P-RECS'19

2nd International Workshop on Practical Reproducible Evaluation of Computer Systems

Topics | Program | Organization | Contact

The P-RECS’19 workshop will be held as a full-day meeting at ACM HPDC 2019 in Phoenix, Arizona, USA on June 24th, 2019. This year, HPDC runs under the ACM Federated Computing Research Conference. This large federated conference will assemble 11 affiliated conferences and will provide excellent opportunities for interdisciplinary networking and learning.

The P-RECS workshop focuses heavily on practical, actionable aspects of reproducibility in broad areas of computational science and data exploration, with special emphasis on issues in which community collaboration can be essential for adopting novel methodologies, techniques and frameworks aimed at addressing some of the challenges we face today. The workshop brings together researchers and experts to share experiences and advance the state of the art in the reproducible evaluation of computer systems, featuring contributed papers and invited talks.

Topics

We expect submissions from topics such as, but not limited to:

Experiment dependency management.
Software citation and persistence.
Data versioning and preservation.
Provenance of data-intensive experiments.
Tools and techniques for incorporating provenance into publications.
Automated experiment execution and validation.
Experiment portability for code, performance, and related metrics.
Experiment discoverability for re-use.
Cost-benefit analysis frameworks for reproducibility.
Usability and adaptability of reproducibility frameworks into already-established domain-specific tools.
Long-term artifact archiving for future reproducibility.
Frameworks for sociological constructs to incentivize paradigm shifts.
Policies around publication of articles/software.
Blinding and selecting artifacts for review while maintaining history.
Reproducibility-aware computational infrastructure.

Program


09:00-09:15	Welcome
09:15-10:15	Keynote (Dr. Carl Kesselman)
10:15-10:45	Coffee break
10:45-12:15	Paper Presentations 1
12:15-13:30	Lunch (hosted by HPDC/FCRC)
13:30-15:00	Paper Presentations 2
15:00-15:30	Coffee Break
15:30-16:30	Open discussion
16:30-17:00	Closing remarks

Keynote Address

Carl Kesselman (University of Southern California)

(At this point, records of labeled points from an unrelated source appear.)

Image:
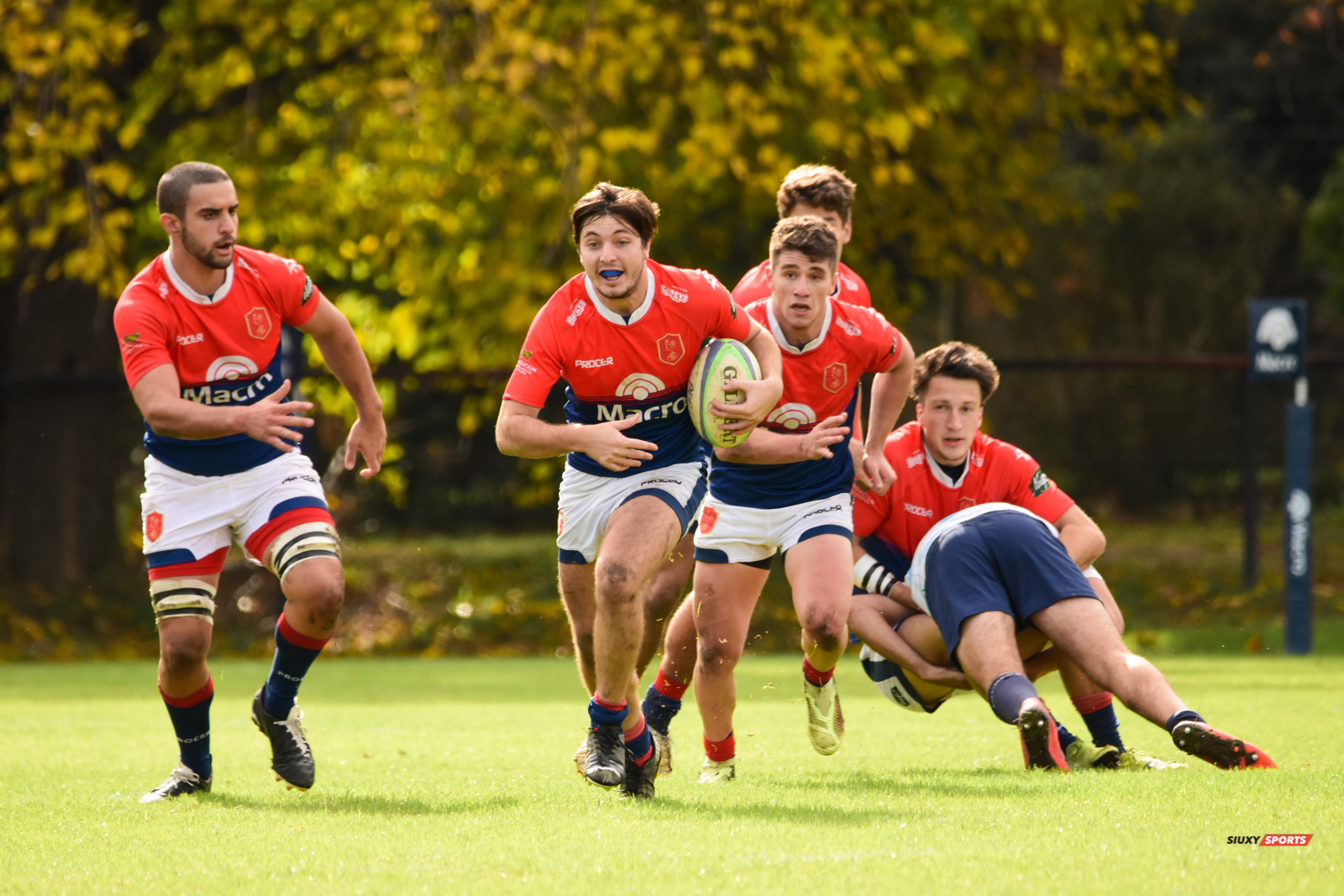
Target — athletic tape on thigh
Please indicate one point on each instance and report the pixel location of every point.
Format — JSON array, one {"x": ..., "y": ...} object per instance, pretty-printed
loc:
[
  {"x": 304, "y": 542},
  {"x": 183, "y": 598}
]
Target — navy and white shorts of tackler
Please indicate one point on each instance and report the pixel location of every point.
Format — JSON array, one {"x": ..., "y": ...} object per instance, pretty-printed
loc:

Title: Making Lightening Strike Twice: Achieving reproducibility and impact in a data-driven scientific environment.

Abstract: A cornerstone of the scientific method is the ability for one scientist to reproduce the results of another scientist. This requires that investigators take explicit steps such as ensuring that protocols are well defined, reagents and cell lines characterized and validated, etc. A critical aspect of this process is describing what data has been collected and how it is analyzed. While science has always been driven by the collection, analysis and sharing of data, technology advances have shifted data processing from the role of a final analysis step to a core and integral part of the scientific method. However, with the increased complexity of computational methods and shear volume of data, achieving reproducibility of a data-driven scientific investigation becomes correspondingly more difficult. In my talk, I will describe the properties that data in a scientific investigation should have to promote reproducibility. Specifically, reproducibility requires that data should be Findable, Interoperable, Accessible, or Reusable, or FAIR. I will describe methods and tools that can help promote reproducibility in data-driven scientific research and will illustrate with examples from FaceBase, an NIH funded consortium that is generating data associated with caniofacial development and malformation.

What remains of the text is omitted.